The design of the self-devised CNN model was built using Keras, with TensorFlow backend libraries available in Python. Further, it has been tested on Google Colab for Gurumukhi month’s name recognition using Google Colab’s Tesla K80 GPU, which has a maximum limit of 12 h of continuous use and RAM and ROM of 12.69 gigabytes and 107.72 gigabytes, respectively.

The value of various learning parameters used for the proposed CNN model has been given below in Table 3.

Table 3:
Learning parameters details.
Network type Optimizer Hidden layer activation function Loss function Matrix No. of epochs No. of BS
Feed forward back propagation Adam, LR = 0.001, β1 = 0.9, β2 = 0.999, epsilon = 0.0000001, decay = LR/Epoch ReLu and Softmax Categorical cross entropy Validation accuracy 100 40
DOI: 10.7717/peerj-cs.2627/table-3

Results analysis of the proposed model

The proposed model was used for recognizing the Gurumukhi months. The performance of the designed model is tested at different epochs and BS, at different learning rates, and at different percentages of the dataset. The detailed analysis of results obtained for the proposed model has been shown in the following sub section.

Analysis at different epochs and BS

Initially, the results of the self-devised CNN model have been obtained at different epochs and different BS for various learning parameters and confusion matrix parameters. Table 4 presents the performance of the CNN model at 100, 80, 60, and 40 epochs with 20, 30, and 40 BS.

Table 4:
Proposed model’s performance at different epochs and batch sizes.
Parameters Epoch = 40 Epoch = 60 Epoch = 80 Epoch = 100
Results BS = 20 BS = 30 BS = 40 BS = 20 BS = 30 BS = 40 BS = 20 BS = 30 BS = 40 BS = 20 BS = 30 BS = 40
Training accuracy 0.9486 0.9550 0.9568 0.9604 0.9649 0.9679 0.9696 0.9727 0.9738 0.9703 0.9763 0.99
Validation accuracy 0.8985 0.9765 0.9885 0.9937 0.9933 0.9917 0.9958 0.9948 0.9877 0.9950 0.9908 0.9973
Training loss 0.1580 0.1382 0.1440 0.1231 0.1061 0.0939 0.0974 0.0883 0.0792 0.0885 0.0749 0.0313
Validation loss 1.0888 0.0754 0.0404 0.0251 0.0271 0.0363 0.0249 0.0277 0.0475 0.0230 0.0359 0.0188
Precision 0.9116 0.9802 0.9887 0.9937 0.9935 0.9918 0.9958 0.9948 0.9880 0.9950 0.9911 0.9974
Recall 0.8974 0.9777 0.9887 0.9937 0.9933 0.9914 0.9958 0.9948 0.9877 0.9950 0.9912 0.9973
F1 score 0.8994 0.9770 0.9886 0.9937 0.9934 0.9917 0.9958 0.9948 0.9876 0.9951 0.9909 0.9973
DOI: 10.7717/peerj-cs.2627/table-4

Table 4 analysis shows that, when the model has been simulated on 100 epochs with 40 BS, the maximum training and testing accuracy has been obtained, whose values are 99% and 99.73%, respectively. On the other hand, the lowest testing accuracy (89.85%) has been observed for 20 BS and 40 epochs.
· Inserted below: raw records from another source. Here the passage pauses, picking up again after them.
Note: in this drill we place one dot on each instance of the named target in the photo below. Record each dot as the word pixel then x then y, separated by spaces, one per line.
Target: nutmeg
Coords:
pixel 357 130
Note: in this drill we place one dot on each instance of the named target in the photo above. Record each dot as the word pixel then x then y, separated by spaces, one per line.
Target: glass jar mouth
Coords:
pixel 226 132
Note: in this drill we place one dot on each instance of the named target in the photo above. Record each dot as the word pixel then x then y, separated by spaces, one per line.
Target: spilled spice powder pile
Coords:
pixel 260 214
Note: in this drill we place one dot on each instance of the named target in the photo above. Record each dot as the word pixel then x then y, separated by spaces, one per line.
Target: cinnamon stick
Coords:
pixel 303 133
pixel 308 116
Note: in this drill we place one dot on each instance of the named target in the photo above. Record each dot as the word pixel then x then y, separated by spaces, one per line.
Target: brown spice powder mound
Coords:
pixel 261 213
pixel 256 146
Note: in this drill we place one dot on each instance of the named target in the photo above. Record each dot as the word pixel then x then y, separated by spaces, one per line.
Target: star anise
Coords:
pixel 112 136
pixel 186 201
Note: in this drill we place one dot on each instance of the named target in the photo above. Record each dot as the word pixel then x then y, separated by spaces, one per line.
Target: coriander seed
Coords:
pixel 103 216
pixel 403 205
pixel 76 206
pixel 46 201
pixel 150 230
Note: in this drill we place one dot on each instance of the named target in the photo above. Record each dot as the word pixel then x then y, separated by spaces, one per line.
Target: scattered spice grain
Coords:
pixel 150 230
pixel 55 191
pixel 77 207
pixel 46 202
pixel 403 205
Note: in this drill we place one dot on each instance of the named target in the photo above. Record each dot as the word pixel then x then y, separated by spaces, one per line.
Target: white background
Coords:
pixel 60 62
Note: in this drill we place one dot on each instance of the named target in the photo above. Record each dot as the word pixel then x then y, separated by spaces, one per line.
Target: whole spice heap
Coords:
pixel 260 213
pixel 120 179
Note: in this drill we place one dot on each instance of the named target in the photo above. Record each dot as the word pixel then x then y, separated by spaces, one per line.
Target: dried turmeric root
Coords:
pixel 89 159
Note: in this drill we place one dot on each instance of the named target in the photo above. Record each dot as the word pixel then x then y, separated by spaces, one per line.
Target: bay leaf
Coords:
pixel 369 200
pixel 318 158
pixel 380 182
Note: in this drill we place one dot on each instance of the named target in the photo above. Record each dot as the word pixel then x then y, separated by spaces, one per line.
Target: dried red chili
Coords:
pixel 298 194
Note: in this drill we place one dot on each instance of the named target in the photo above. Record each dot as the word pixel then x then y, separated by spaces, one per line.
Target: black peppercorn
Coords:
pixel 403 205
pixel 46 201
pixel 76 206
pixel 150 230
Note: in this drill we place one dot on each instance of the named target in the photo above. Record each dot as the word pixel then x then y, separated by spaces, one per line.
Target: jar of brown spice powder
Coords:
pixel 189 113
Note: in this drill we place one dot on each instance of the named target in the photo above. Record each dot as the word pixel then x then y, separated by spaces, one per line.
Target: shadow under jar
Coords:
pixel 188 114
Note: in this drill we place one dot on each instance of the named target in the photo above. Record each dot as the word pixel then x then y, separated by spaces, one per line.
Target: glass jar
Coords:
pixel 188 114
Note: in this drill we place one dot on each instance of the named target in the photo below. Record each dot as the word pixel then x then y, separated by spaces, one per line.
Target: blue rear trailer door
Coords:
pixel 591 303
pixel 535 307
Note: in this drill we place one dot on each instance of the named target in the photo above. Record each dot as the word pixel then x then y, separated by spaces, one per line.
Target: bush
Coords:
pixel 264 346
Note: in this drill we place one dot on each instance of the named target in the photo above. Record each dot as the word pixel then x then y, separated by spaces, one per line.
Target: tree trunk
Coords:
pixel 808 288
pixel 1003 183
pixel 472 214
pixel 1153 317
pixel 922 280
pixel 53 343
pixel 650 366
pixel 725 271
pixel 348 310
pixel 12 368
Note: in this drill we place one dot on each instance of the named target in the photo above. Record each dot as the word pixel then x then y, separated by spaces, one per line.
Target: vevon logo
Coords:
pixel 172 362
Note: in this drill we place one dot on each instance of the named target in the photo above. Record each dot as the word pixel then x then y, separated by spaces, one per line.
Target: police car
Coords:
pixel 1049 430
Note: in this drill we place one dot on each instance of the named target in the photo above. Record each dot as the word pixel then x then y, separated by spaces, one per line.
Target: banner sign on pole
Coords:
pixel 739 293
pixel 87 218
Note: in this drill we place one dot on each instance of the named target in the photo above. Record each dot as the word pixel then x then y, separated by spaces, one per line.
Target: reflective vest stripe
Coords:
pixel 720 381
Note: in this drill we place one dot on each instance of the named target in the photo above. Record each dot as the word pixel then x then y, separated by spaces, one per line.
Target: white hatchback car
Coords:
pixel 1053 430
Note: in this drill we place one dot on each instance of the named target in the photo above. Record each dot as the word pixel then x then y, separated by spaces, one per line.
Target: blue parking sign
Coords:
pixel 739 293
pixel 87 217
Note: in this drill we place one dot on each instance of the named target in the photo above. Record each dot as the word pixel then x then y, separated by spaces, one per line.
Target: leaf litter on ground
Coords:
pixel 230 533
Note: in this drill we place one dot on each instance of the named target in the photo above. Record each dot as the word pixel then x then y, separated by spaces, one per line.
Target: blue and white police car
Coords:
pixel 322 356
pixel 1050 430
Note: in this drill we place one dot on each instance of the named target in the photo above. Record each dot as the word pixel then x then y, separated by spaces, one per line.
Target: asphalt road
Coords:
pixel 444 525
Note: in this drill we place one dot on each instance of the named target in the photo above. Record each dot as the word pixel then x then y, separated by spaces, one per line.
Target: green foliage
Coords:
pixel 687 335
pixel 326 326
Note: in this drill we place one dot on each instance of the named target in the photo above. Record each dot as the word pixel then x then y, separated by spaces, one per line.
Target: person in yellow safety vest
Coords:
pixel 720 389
On the other hand, the results analysis of precision, recall, and F1 score has shown that the self-devised model has given its best score for each of these parameters also on 100 epochs and 40 BS. The highest values of precision, recall, and F1 score on 100 epochs with 40 BS are 0.9974, 0.9973, and 0.9973, respectively.

Analysis at different learning rates

Here the results of the self-devised CNN model on the Gurumukhi month’s name dataset have been analyzed at different learning rates. The learning rates used for testing the proposed model range from 1e−1 to 1e−6. Table 5 gives detailed results analyses of the proposed model for various performance matrices and learning parameter values.

Table 5:
Analysis of proposed model at different learning rate.
Parameters Learning rate
Epoch = 60
Results LR = 1e−1 LR = 1e−2 LR = 1e−3 LR = 1e−4 LR = 1e−5 LR = 1e−6
Training accuracy 0.0996 0.9548 0.99 0.9815 0.7970 0.1737
Validation accuracy 0.1300 0.9933 0.9973 0.9940 0.8815 0.2994
Training loss 29.74 0.2646 0.0313 0.0556 0.6253 3.1811
Validation loss 2,545 0.0874 0.0188 0.0379 0.3387 2.3097
Precision 0.2086 0.9932 0.9974 0.9940 0.9013 0.9379
Recall 0.1290 0.9934 0.9973 0.9938 0.8791 0.3012
F1 score 0.7301 0.9933 0.9973 0.9938 0.8814 0.2903
DOI: 10.7717/peerj-cs.2627/table-5

Table 5 shows that at the highest learning rate (LR = 1e−1), the model’s performance was poor for each performance matrix, but as the LR was reduced to 1e−3 from 1e−1, the model’s performance improved to the best value for each performance matrix, and a further decrease in the LR degraded the model’s results.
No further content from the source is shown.